17:38 phomes_[d]: mohamexiety[d]: still artifacts. Starting with 5d2b969d4688a49b0481cac1d617819fdf3ae448
18:09 mohamexiety[d]: phomes_[d]: https://gitlab.freedesktop.org/mohamexiety/mesa/-/commits/nvk-gstream-fixes-debug could you try this? it shouldnt artifact but should crash
18:12 mohamexiety[d]: (just pushed one more commit)
18:23 karolherbst[d]: okay.. we have other palces where we add the size on the shader side to the desc set address thing..

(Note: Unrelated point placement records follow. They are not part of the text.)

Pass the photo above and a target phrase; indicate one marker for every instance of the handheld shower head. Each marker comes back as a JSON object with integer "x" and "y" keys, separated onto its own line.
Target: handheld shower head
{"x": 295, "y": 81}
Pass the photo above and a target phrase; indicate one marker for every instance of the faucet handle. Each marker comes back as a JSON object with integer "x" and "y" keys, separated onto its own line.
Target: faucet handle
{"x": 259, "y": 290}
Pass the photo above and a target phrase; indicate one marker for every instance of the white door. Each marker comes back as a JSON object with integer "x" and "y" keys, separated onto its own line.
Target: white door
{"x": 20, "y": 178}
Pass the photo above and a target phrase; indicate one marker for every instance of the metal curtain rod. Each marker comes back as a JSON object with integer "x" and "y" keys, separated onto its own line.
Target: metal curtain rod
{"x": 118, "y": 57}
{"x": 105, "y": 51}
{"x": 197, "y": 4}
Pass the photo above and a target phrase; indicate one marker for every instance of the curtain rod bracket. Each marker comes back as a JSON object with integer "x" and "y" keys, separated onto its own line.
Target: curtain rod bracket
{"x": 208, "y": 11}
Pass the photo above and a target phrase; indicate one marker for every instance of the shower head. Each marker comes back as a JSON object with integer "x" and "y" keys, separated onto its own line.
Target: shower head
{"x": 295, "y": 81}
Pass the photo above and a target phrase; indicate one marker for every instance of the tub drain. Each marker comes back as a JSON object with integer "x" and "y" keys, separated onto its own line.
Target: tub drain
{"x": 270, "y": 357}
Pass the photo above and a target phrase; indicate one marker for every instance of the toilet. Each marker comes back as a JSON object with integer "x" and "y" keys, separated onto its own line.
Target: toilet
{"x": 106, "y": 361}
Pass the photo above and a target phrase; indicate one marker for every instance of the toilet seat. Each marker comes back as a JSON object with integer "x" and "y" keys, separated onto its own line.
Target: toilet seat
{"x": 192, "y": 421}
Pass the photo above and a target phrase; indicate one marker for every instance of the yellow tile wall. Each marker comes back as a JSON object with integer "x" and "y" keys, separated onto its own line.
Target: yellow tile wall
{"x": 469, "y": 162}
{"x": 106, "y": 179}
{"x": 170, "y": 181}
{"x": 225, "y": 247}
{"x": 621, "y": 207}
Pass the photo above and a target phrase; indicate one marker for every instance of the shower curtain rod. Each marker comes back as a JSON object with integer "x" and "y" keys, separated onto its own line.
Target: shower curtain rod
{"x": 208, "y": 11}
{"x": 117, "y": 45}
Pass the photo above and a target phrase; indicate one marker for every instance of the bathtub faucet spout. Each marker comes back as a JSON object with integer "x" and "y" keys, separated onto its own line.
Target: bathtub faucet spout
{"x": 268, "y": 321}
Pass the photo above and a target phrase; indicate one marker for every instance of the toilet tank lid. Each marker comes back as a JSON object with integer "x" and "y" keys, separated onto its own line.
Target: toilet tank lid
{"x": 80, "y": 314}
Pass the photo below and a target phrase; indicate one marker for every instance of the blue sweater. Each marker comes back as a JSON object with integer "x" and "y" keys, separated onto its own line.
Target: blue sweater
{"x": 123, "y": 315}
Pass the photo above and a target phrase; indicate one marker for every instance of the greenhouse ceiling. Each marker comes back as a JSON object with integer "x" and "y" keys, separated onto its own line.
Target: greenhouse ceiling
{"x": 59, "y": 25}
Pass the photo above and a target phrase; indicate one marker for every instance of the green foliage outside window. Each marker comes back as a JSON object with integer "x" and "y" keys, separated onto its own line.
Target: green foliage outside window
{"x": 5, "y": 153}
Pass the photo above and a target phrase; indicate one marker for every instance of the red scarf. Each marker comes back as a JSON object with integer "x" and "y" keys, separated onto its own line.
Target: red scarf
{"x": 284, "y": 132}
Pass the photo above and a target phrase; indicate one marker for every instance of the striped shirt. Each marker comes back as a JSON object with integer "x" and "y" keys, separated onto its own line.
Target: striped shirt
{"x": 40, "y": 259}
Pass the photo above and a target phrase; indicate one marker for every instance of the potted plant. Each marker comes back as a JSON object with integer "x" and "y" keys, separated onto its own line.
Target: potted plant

18:23 karolherbst[d]: I think this has potential
18:25 karolherbst[d]: but also I'm not _that_ familiar with the binding model and everything 🥲
20:05 phomes_[d]: mohamexiety[d]: I get no artifacts or crash. There are two new commits on top of the one that caused artifacts. The first one ("debug stuff") gets rid of the artifacts
20:12 mohamexiety[d]: :concern:
20:21 phomes_[d]: karolherbst[d]: I gave it a test. Some games work fine, others are completely black screen, and then there is Dirt rally 2.0 benchmark where the car is no invisible, but the driver just floats in the air
20:21 karolherbst[d]: 😄
20:21 karolherbst[d]: yeah....
20:21 mohamexiety[d]: phomes_[d]: sorry about that, but could you try now? tried using the stashed offsets and also checking for zcull offset
20:22 karolherbst[d]: I need to figure out how to deal with the descriptors, but there might be a simpler solution to get what I want
20:22 karolherbst[d]: I need to see _why_ that change helps, because it might just be a side effect of something else
20:27 phomes_[d]: mohamexiety[d]: still no artifacts but I get this in the log:
20:27 phomes_[d]: `MESA: error: before zcull bind, old offset_B: 4096 new offset_B: 0
20:27 phomes_[d]: MESA: error: after zcull bind, old offset_B: 14976 new offset_B: 0
20:27 phomes_[d]: MESA: debug: ../src/vulkan/wsi/wsi_common_x11.c:1956: Swapchain status changed to VK_SUBOPTIMAL_KHR
20:27 phomes_[d]: MESA: error: before zcull bind, old offset_B: 4096 new offset_B: 0
20:27 phomes_[d]: MESA: error: after zcull bind, old offset_B: 14976 new offset_B: 0
20:27 phomes_[d]: MESA: error: before zcull bind, old offset_B: 35389440 new offset_B: 0
20:27 phomes_[d]: MESA: error: after zcull bind, old offset_B: 36041856 new offset_B: 0 `
20:28 mohamexiety[d]: ok yeah that confirms it. thanks so much!